100 Megabit link to the internet at our colocation site, or .1 gigabits.

CPU load to keep the pipe full to the internet: .64%. Except I have 8 cores, so make that .08%.

  IntrAnet? Ok, 1 gigabit/second means .8% CPU load.

Except you never see that low of a CPU load. You never see that because its much, much easier to write code like the following for a webserver:

   socket=openSocket(PORT_80);
   listen(socket);
   connection=connect(socket);
   SpawnThread(socketThread(connection))


   socketThread(connection)
   {
      while (moreData)
      {
	  request=read(connection);
          cachedFile=loadFileIntoCache(request);
          send(cachedFile, connection);
       }
       disconnect(connection);
   }

In fact, nearly every introductory programming book in the world tells you to do it that way. Because the two sections are very linear, its much easier to think "I need to do this, then I need to do that, and I'll wrap it in a thread so I can be doing this and that in parallel".

The problem is that creating a thread, destroying a thread, and switching threads in and out have a LOT of overhead. The above thread is going to spend most of its time waiting for I/O, but the OS has no way of knowing that really. So the OS swaps in the thread, which looks at its mutex and says "I have nothing to do", and then gets swapped out.

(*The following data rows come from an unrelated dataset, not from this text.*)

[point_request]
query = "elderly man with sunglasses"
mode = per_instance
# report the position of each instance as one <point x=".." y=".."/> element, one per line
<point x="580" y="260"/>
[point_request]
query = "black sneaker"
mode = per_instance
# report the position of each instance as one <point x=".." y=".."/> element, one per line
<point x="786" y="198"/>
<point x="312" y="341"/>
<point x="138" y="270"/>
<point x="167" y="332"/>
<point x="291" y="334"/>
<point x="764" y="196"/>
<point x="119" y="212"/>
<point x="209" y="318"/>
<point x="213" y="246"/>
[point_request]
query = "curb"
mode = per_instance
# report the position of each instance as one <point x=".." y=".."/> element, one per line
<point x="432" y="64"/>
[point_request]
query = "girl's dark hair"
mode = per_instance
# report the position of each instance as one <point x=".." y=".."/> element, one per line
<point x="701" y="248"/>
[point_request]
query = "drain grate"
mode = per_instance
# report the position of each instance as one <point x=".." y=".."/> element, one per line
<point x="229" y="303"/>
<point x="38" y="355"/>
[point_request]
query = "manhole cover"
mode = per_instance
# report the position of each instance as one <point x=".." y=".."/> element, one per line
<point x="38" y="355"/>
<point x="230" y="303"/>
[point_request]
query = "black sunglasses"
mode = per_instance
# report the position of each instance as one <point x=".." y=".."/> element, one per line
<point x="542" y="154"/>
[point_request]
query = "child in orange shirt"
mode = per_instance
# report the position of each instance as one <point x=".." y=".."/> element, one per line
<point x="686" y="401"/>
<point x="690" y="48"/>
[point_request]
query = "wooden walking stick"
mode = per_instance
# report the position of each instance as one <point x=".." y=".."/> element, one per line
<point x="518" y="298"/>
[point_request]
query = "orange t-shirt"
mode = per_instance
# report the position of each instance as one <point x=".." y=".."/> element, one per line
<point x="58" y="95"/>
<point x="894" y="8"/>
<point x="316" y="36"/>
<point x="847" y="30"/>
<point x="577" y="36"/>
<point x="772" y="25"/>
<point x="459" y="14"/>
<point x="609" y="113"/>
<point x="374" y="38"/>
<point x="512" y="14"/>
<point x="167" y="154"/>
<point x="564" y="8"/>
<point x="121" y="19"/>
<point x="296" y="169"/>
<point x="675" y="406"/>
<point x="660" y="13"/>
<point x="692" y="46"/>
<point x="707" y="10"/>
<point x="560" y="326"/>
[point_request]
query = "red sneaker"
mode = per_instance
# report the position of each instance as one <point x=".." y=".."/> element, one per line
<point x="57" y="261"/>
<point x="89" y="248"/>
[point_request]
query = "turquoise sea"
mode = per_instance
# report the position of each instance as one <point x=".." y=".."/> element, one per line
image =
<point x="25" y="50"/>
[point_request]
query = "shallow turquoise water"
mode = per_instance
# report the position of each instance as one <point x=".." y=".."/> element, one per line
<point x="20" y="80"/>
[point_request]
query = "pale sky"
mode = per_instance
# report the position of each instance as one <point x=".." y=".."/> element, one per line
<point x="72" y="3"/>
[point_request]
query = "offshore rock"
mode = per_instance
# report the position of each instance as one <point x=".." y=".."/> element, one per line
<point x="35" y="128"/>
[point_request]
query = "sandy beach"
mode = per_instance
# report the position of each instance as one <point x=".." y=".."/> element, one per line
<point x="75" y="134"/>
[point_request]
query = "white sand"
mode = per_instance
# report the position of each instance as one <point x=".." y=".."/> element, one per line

If you spawn a thread per connection, pretty soon your app grinds to a halt and can't get anything done.

Trivia: Apache 1.x is even worse then this, it forks off a whole new _process() per connection so you have even more overhead. That's one of the reasons people tend to put caches in front of apache for performance (webperfcache on OSX Server, squid on others).

Ironically, its the concept of threads themselves that created this problem. If you look at pre-thread programming books they all told you do write code like the following:

  socketsWithData=select(opensockets)
  for (socket : socketsWithData)
  {
     serviceSocket()
  }

That is, the select call lets you pass in a whole bunch of open sockets, and it then blocks until one of them has work to do. Remember how we only need .08% CPU to keep up with the network pipe? Well you can easily do that with one thread for 1000s of sockets.

The grandson of select is CFNetwork (Or the non-blocking I/O classes in Java). What CFNetwork does is turn all of that into events, so you can easily service all the sockets. But as Michael says, "Too bad you can't avoid blocking at least occasionally". So what you can then do then do to address that is split the processing of that data, from the servicing of the sockets. If necessary, you can farm out the processing of the data to a thread, or even better, NSOperationQueue.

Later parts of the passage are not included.